If you don’t know Cuco already I don’t know what ya’ll been up to? Anyway – Cuco is a Mexican-American artist from Los Angeles. He’s currently working on a new and experimental album. We are super excited, not only for this up-coming release, but also that Cuco is part of today’s Sit In Session.
For our IGTV. Cuco recorded an acoustic version of his latest release “Forevermore”. The keywords here are romantic, dreamy, and nostalgic. Cuco is setting the perfect mood for sunset dinners with friends or a date-night at the beach. Besides this amazing session, we also had the chance to interview this young genius from LA. We talked about the meaning of the name “Cuco”, how he got into music and what it means to him to create and inspire.
If you aren’t a fan already, you will become now. Enjoy!
Is it correct that the name ‘Cuco’ is the Spanish equivalent to ‘boogeyman’ or ‘ghost monster’? Why did you decide on this stage name and didn’t stick to Omar Banos?
It is the equivalent in some parts of Hispanic culture, but I chose Cuco because my mom would always say I was “coocoo”, like crazy and my grandpa spoke Spanish and called me “Cuco”, and I stuck with it because it’s a childhood name.
How did you experience growing up in a relatively small town like Hawthorne, California? Which impact did it have on your musical taste and style?
It was really nice growing up in the area that I grew up in because it was always pretty nice and sunny. I think it definitely helped shape how I perceived a lot of things about being able to live out in Inglewood, right next to Hawthorne. Just being able to grow up in such an area, where there were a lot of kids like me. It was nice growing up where I did because it was always a sunny city and a good community presence was always there.
How have your Immigrant Mexican parents influenced your career? Was your access to music any different with them?
When my dad came here he was into a lot of 80’s music which I don’t know if they listened to in Mexico so that was one of the things he put me on to.
What is your first memory or experience of music?
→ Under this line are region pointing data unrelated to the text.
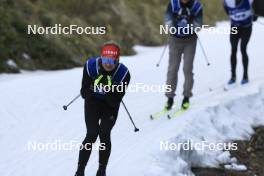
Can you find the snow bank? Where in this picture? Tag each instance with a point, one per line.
(221, 123)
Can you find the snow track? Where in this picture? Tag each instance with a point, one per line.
(31, 110)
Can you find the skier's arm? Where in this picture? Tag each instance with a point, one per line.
(169, 16)
(226, 9)
(86, 82)
(198, 19)
(114, 98)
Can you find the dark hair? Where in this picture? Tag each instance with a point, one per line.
(112, 42)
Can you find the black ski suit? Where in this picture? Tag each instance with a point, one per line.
(100, 116)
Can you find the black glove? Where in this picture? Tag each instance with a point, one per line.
(255, 17)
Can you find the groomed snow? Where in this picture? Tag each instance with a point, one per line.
(31, 110)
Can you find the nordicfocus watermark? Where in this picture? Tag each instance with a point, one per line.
(199, 146)
(58, 29)
(190, 29)
(58, 145)
(133, 88)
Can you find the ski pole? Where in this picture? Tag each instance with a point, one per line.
(65, 107)
(203, 50)
(162, 54)
(136, 129)
(260, 23)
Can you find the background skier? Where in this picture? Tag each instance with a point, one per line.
(241, 16)
(101, 108)
(182, 13)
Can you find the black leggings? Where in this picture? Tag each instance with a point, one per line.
(244, 33)
(99, 119)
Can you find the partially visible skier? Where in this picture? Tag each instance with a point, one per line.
(241, 16)
(182, 46)
(101, 107)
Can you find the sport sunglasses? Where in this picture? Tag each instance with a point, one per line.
(110, 61)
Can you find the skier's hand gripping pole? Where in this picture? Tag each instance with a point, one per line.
(136, 129)
(163, 53)
(65, 107)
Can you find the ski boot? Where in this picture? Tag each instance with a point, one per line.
(101, 170)
(232, 81)
(80, 171)
(185, 103)
(244, 80)
(169, 104)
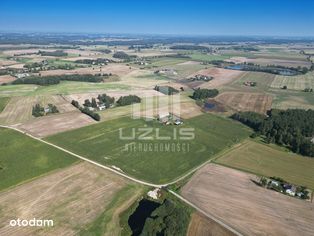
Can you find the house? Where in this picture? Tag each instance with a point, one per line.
(163, 117)
(154, 194)
(274, 182)
(102, 107)
(300, 194)
(291, 191)
(178, 122)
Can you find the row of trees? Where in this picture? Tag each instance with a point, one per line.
(55, 79)
(293, 128)
(168, 219)
(167, 90)
(86, 110)
(200, 94)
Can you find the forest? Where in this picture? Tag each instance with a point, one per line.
(293, 128)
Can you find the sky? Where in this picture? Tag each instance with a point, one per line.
(185, 17)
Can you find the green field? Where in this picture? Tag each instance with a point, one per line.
(263, 81)
(109, 220)
(65, 87)
(23, 158)
(270, 160)
(299, 82)
(291, 99)
(165, 61)
(3, 102)
(207, 57)
(17, 90)
(101, 142)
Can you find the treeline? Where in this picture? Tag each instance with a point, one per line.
(168, 219)
(55, 79)
(190, 47)
(122, 55)
(200, 94)
(92, 62)
(273, 69)
(38, 110)
(167, 90)
(293, 128)
(139, 47)
(86, 110)
(128, 100)
(104, 50)
(57, 53)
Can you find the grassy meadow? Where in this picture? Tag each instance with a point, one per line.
(23, 158)
(101, 143)
(3, 102)
(270, 160)
(299, 82)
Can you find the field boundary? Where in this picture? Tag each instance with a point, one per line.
(137, 180)
(207, 214)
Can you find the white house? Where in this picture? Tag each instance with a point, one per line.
(291, 191)
(102, 107)
(274, 182)
(154, 194)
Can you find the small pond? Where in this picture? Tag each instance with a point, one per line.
(143, 211)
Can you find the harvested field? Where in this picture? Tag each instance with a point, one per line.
(299, 82)
(53, 124)
(6, 79)
(188, 63)
(102, 143)
(263, 81)
(115, 69)
(252, 210)
(182, 107)
(19, 109)
(23, 158)
(4, 62)
(72, 198)
(269, 160)
(179, 105)
(221, 76)
(16, 66)
(202, 226)
(271, 61)
(238, 101)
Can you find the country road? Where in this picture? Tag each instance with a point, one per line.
(137, 180)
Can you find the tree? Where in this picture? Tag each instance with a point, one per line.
(94, 103)
(87, 103)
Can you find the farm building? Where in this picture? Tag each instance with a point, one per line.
(169, 119)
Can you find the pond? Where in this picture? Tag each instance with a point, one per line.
(143, 211)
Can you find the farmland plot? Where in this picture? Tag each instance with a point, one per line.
(72, 198)
(252, 210)
(256, 102)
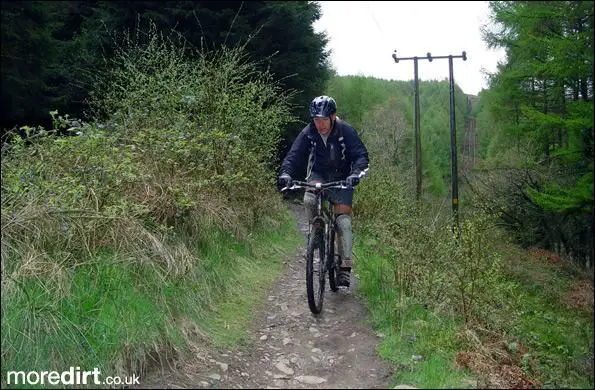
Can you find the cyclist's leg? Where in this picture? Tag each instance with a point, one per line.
(343, 200)
(309, 197)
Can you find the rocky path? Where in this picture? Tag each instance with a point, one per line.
(291, 348)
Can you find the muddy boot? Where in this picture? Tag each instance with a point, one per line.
(344, 274)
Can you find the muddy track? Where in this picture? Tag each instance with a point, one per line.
(291, 348)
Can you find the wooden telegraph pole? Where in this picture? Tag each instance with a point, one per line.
(453, 139)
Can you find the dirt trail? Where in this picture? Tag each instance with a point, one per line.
(291, 348)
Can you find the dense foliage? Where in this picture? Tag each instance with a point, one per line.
(536, 124)
(51, 50)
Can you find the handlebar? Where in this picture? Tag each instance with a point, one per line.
(341, 184)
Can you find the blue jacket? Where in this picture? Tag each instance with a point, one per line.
(343, 154)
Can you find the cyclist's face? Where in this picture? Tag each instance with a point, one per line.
(323, 125)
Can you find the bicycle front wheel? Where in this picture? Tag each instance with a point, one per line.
(315, 271)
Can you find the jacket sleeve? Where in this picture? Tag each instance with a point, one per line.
(358, 154)
(297, 155)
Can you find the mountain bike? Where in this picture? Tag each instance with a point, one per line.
(320, 256)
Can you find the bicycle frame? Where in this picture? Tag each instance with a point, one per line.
(324, 220)
(321, 239)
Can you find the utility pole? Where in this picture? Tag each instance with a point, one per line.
(418, 170)
(453, 135)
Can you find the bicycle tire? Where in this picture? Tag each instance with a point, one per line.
(332, 265)
(315, 297)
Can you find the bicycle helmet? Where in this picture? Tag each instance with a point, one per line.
(323, 106)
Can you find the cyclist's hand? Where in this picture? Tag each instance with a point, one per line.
(352, 180)
(285, 180)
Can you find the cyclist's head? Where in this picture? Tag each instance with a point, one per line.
(323, 107)
(323, 111)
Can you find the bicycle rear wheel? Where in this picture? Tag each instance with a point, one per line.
(315, 264)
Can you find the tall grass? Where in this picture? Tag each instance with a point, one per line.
(120, 242)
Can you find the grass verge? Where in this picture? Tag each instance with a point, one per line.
(125, 317)
(541, 337)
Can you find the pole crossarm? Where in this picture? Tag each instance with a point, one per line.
(454, 168)
(428, 57)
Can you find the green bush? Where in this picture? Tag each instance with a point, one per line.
(179, 152)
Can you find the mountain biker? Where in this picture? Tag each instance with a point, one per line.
(333, 151)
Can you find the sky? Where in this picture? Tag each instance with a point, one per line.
(364, 35)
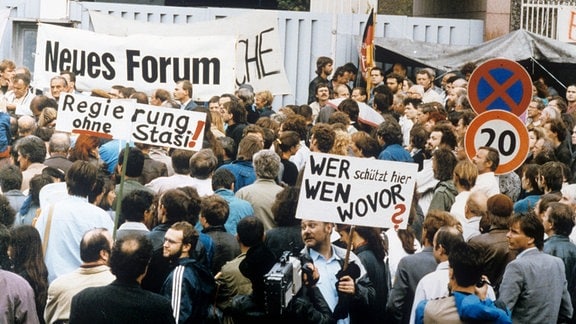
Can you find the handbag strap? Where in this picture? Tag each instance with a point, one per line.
(47, 230)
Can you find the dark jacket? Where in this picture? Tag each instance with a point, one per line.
(226, 246)
(120, 302)
(363, 299)
(160, 267)
(496, 254)
(560, 246)
(284, 238)
(444, 195)
(379, 275)
(411, 269)
(191, 288)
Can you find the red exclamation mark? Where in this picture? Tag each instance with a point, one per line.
(199, 128)
(572, 27)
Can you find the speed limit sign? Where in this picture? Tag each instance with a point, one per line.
(502, 131)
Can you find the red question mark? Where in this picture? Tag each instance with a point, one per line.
(397, 216)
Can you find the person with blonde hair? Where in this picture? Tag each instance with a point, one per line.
(263, 101)
(217, 127)
(464, 177)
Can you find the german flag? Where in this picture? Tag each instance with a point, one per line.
(367, 50)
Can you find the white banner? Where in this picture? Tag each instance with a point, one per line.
(127, 120)
(4, 16)
(259, 56)
(357, 191)
(140, 61)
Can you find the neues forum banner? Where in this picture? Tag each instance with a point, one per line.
(259, 55)
(144, 62)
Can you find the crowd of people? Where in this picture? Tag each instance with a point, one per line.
(198, 231)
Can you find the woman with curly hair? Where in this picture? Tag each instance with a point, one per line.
(26, 253)
(86, 149)
(287, 236)
(286, 145)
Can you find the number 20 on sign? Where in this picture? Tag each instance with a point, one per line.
(502, 131)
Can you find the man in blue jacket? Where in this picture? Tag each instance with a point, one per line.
(190, 285)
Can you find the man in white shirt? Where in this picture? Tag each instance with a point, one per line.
(487, 160)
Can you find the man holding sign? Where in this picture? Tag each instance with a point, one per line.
(346, 292)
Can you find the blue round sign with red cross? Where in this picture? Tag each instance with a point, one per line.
(500, 84)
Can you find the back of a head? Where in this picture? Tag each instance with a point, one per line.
(222, 178)
(445, 162)
(4, 243)
(324, 136)
(194, 204)
(215, 210)
(130, 257)
(477, 203)
(448, 237)
(531, 225)
(229, 147)
(448, 135)
(284, 207)
(80, 178)
(176, 204)
(266, 164)
(33, 148)
(135, 163)
(297, 124)
(181, 161)
(203, 163)
(434, 220)
(465, 174)
(189, 233)
(59, 143)
(135, 204)
(10, 178)
(500, 208)
(94, 241)
(7, 213)
(26, 248)
(250, 231)
(467, 263)
(562, 218)
(493, 156)
(552, 174)
(248, 146)
(390, 131)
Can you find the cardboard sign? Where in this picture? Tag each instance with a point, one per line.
(94, 116)
(357, 191)
(127, 120)
(143, 62)
(259, 55)
(161, 126)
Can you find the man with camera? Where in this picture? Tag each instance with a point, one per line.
(348, 293)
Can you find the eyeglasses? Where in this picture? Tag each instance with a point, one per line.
(171, 241)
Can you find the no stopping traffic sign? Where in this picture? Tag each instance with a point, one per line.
(500, 84)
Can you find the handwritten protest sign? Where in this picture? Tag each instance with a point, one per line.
(162, 126)
(259, 55)
(94, 116)
(357, 191)
(144, 62)
(127, 120)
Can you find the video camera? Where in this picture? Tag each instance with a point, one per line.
(282, 283)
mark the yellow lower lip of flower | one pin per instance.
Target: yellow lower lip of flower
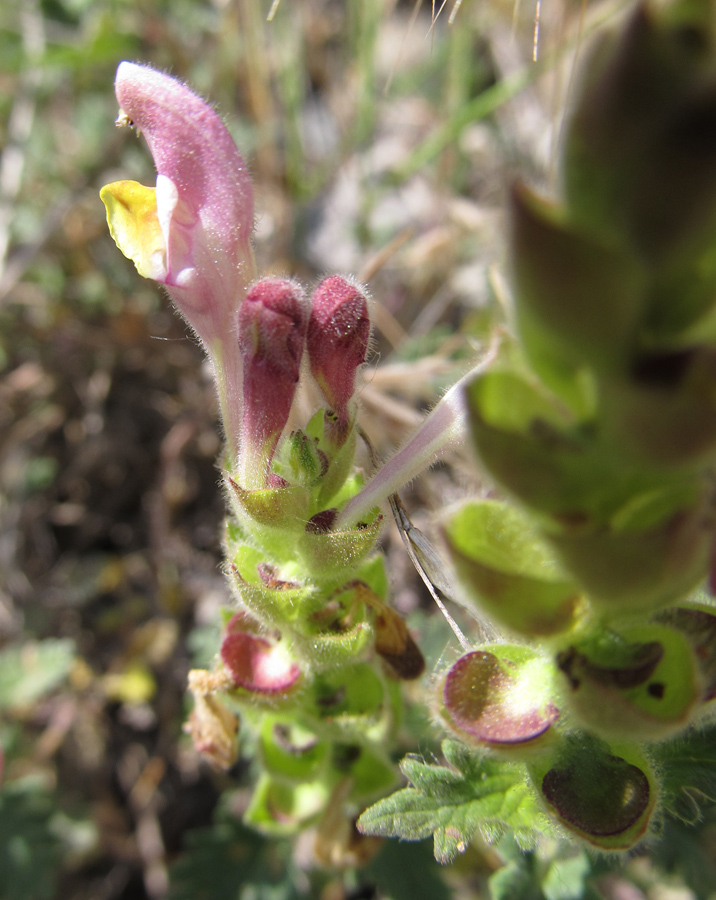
(133, 223)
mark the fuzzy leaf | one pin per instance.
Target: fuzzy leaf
(688, 764)
(28, 672)
(453, 808)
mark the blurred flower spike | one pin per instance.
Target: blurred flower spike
(192, 232)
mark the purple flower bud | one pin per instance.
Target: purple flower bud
(272, 334)
(338, 335)
(258, 665)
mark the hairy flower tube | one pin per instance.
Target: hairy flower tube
(192, 232)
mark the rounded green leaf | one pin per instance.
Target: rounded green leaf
(500, 698)
(508, 570)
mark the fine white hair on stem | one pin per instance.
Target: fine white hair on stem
(442, 427)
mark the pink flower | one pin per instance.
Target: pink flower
(192, 232)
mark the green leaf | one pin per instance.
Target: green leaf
(452, 808)
(688, 768)
(508, 569)
(229, 861)
(34, 669)
(30, 853)
(565, 878)
(407, 872)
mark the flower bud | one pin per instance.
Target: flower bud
(338, 334)
(258, 665)
(272, 334)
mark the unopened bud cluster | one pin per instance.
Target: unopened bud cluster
(313, 660)
(600, 420)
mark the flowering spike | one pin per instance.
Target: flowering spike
(272, 334)
(338, 334)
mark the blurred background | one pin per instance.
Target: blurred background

Hanging out with grandpa and always listening to old Mexican romantic music.
Why did you start making music ?
I started making music because I felt like it was a way for me to express ideas I always had in my head and finding out I was a creative when I first started playing guitar felt like it was always something I was meant to do.
How has the pandemic been for you so far? Did it have any effects on your work or your creativity?
The pandemic has been pretty good to me actually. I’ve been spending a lot of time at home with my girlfriend and my pets and it’s sparked a new source of creativity in my life.
Who or what inspires you?
Being able to impact positively to the community around me. And always being able to do good for other people always motivates me.
Which artists helped you find your style and how would you describe it?
I think definitely Pink Floyd, Tame Impala, Flatbush Zombies, people that were able to produce their own music and make such crazy music. But I think on my end I was really able to tie into this nostalgic feeling that music gave me. I felt like locking into that was pretty crucial to me, because I was able to create different melodies and different chords.
You include both languages, English and Spanish, into your songs – to which do you feel most connected?
I think I definitely connect most to English because I grew up speaking English. But there is a lot of romanticism and heartfeltness in the Spanish language that I think translates a lot better than it does in English.
The majority of your songs seem to focus on love and are quite dreamy – how much of your personal experiences and inner life reflect in your lyrics?
I think my personal life reflects pretty well. I think sometimes, obviously being in love is something I feel very heavy right now, but also I think dreaminess is in the instrumentalism and kind of helps give a feeling of nostalgia, which is something I felt whenever I listened to music and what I like feeling every day. Not nostalgia, but more like, I listen to music everyday and I always like feeling that when I listen to music.
At TITLE Mag we focus on staying true to yourself, your work, and art. Would you say you have found your True Identity yet? If yes, how would you describe it?
I think I have found my true identity. I think every day I find something new about my identity. I think I’m someone who likes to grow and always learn new things and be cultured and educated in all sorts of things that interest me. I think that’s what can separate me as an individual. True Identity means to me being able to figure out what you’re going to leave behind for generations to come and what your legacy is.